Red Sox fans won’t miss using an “opener”
Chaim Bloom found success building a pitching staff that relied on the opener strategy during his tenure with the Tampa Bay Rays but the plan backfired in Boston.
The Rays had the personal to make it work with a deep bullpen loaded with versatile arms. The Red Sox were forced into the unorthodox strategy out of necessity when they struggled to patch together a full five-man rotation. To the surprise of no one, bullpen games don’t work well when you have one of the worst groups of relief pitchers in the league.
Boston led the majors with 278 innings pitched by relievers. Their collective 5.79 ERA and -0.6 fWAR both ranked fourth-worst in the majors.

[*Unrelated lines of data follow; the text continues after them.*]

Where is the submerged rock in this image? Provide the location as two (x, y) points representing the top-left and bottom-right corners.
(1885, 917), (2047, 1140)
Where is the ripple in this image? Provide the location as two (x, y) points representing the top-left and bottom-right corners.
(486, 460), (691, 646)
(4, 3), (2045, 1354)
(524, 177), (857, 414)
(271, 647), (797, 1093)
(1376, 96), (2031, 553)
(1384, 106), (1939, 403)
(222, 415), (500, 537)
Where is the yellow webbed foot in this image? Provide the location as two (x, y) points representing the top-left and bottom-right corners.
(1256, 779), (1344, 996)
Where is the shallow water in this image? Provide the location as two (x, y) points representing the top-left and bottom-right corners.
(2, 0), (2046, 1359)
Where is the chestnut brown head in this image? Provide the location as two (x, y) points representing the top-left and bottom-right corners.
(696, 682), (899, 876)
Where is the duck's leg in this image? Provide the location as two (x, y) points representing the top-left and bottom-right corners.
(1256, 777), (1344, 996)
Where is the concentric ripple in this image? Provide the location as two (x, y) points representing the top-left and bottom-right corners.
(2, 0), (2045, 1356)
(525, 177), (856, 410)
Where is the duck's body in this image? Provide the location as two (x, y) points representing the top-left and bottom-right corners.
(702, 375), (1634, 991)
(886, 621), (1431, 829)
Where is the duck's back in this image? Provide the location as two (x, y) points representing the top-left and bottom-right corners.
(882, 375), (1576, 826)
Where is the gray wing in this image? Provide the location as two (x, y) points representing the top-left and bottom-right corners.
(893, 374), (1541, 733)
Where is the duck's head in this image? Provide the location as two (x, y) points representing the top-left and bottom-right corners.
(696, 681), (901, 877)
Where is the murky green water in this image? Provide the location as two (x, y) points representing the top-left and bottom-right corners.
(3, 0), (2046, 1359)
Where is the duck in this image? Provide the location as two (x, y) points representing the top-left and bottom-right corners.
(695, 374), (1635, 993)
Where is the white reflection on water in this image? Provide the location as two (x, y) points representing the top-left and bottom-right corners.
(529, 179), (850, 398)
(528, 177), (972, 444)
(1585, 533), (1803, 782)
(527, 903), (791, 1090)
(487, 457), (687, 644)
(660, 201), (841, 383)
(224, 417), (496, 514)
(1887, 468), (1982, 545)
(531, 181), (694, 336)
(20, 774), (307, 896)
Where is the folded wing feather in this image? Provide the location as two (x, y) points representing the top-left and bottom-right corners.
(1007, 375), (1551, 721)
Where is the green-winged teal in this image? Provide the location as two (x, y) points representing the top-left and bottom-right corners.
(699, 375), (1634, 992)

Relying heavily on an under-performing core of relievers is a recipe for disaster but that shouldn’t be as problematic next year. Eduardo Rodriguez should be back to lead the rotation on Opening Day and Chris Sale is expected to join him at some point in the first half. The late-season emergence of Tanner Houck and Nick Pivetta provide optimism that the Red Sox will have some reliable options at the back end of the rotation. Boston is also searching the free-agent and trade markets for a starter.
The Red Sox aim to build sufficient depth for their rotation so that they won’t need to use an opener. Reducing the workload of the bullpen means the top relievers won’t struggle from being overworked and the fringe pitchers clinging to a roster spot won’t be tested early and often.
Utilizing an opener is a strategy that we’ll see other teams toy with but this Red Sox roster clearly isn’t built for it.